Curiosamente, c’è anche qualcuno che ha parlato di effetti più profondi, legati per esempio alla lotta contro l’ansia sociale e l’agorafobia. Nel senso che Pokémon Go avrebbe spinto molte persone – anche depresse – a chiudersi la porta di casa alle spalle e a rituffarsi dopo tanto tempo nel mondo reale. Pensate, proprio grazie a un’app che ha per protagonisti fantasiosi esserini vecchi di vent’anni. Si tratta ovviamente di sensazioni, pensieri affidati ai social network, privi di fondamento scientifico. Ma in fondo quello che conta è ciò che si prova nel proprio intimo e – al netto delle mezze bufale o degli allarmismi, dal cadavere ritrovato nel fiume all’adescamento dei minori – se Pikachu e compari riescono a produrre qualcosa di positivo, ben venga questa curiosa mania da cacciatori di animaletti. Con buona pace della Peta, che ha trovato da ridire – non senza qualche buona ragione – anche sulla crudeltà digitale nei confronti di Bulbasau e selvatici personaggi. In fondo non sono altro che strani animali catturati e fatti combattere l’uno contro l’altro.

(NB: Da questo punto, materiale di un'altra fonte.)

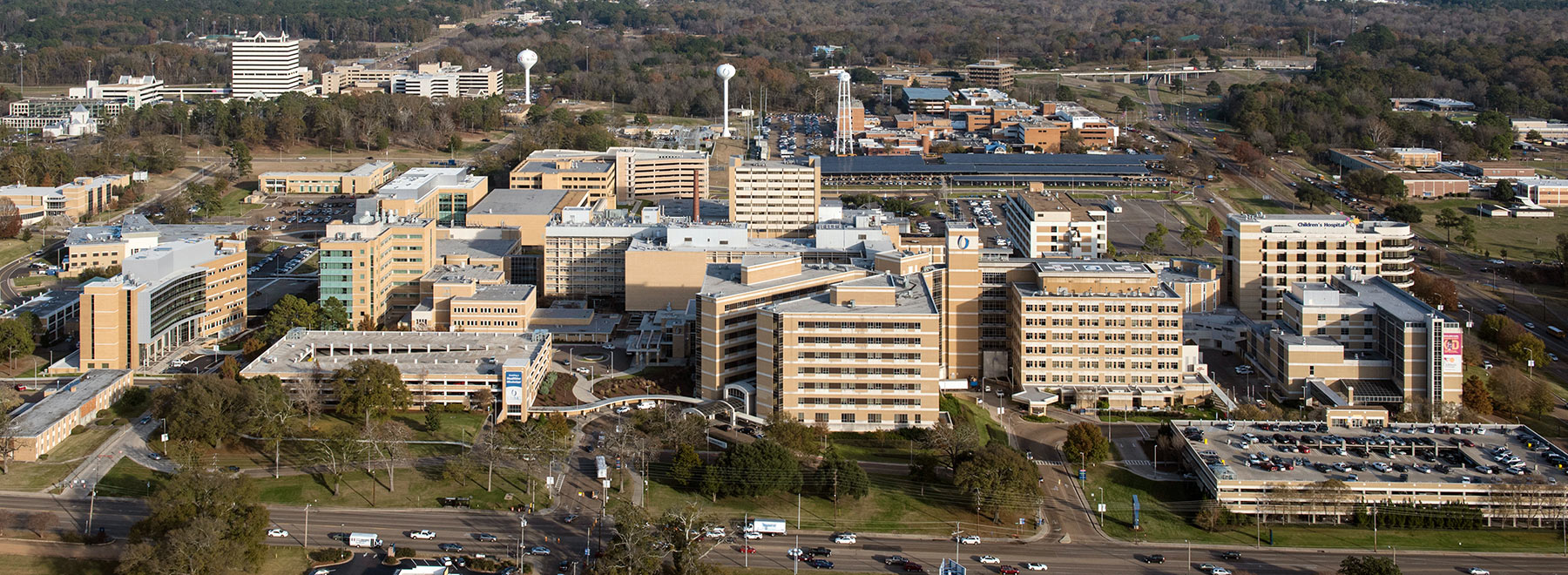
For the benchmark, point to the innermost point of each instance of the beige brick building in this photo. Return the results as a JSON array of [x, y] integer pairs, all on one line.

Sul canale di Reddit dedicato al videogame c’è per esempio la storia, chissà se reale o inventata, di un uomo che dice di pesare 140 chili e che per giunta lavora da casa. Dall’11 luglio sostiene di aver già percorso circa 10mila passi al giorno e diversi chilometri: “Grazie Pokémon Go per avermi cambiato la vita”. Testimonianze simili se ne trovano ovunque. Altre raccontano per esempio che “la camminata di 25 minuti per tornare a casa dal lavoro si è trasformata in un’ora e mezza di gradevole passeggiata, con un’esplorazione dei dintorni procedendo a zig zag”. Su VentureBeat c’è invece una scenetta familiare: “Ho visto cambiamenti a cominciare dalla mia famiglia – scrive Dean Takahashi – sono il solo giocatore a casa, nonostante i miei figli abbiano giocato a lungo con i Pokémon sui Nintendo 3DS. Ma la notte scorsa quattro di noi sono usciti per una passeggiata in un grande parco pubblico vicino casa. Abbiamo ignorato gli orari di chiusura per cercare PokéStop. Era la seconda passeggiata della giornata per i bambini e la terza in una settimana per me in loro compagnia. Entrando ci siamo imbattuti in due gruppi di persone che uscivano dal parco e uno di loro ci ha detto che c’era un Jigglypuff proprio dietro l’angolo”.

Che sia realtà aumentata o diminuita, sta a ciascuno di noi deciderlo. Rimane il fatto che il fenomeno vada ben al di là delle pur comprensibili polemiche e che non sia al momento trascurabile. Neanche volendo.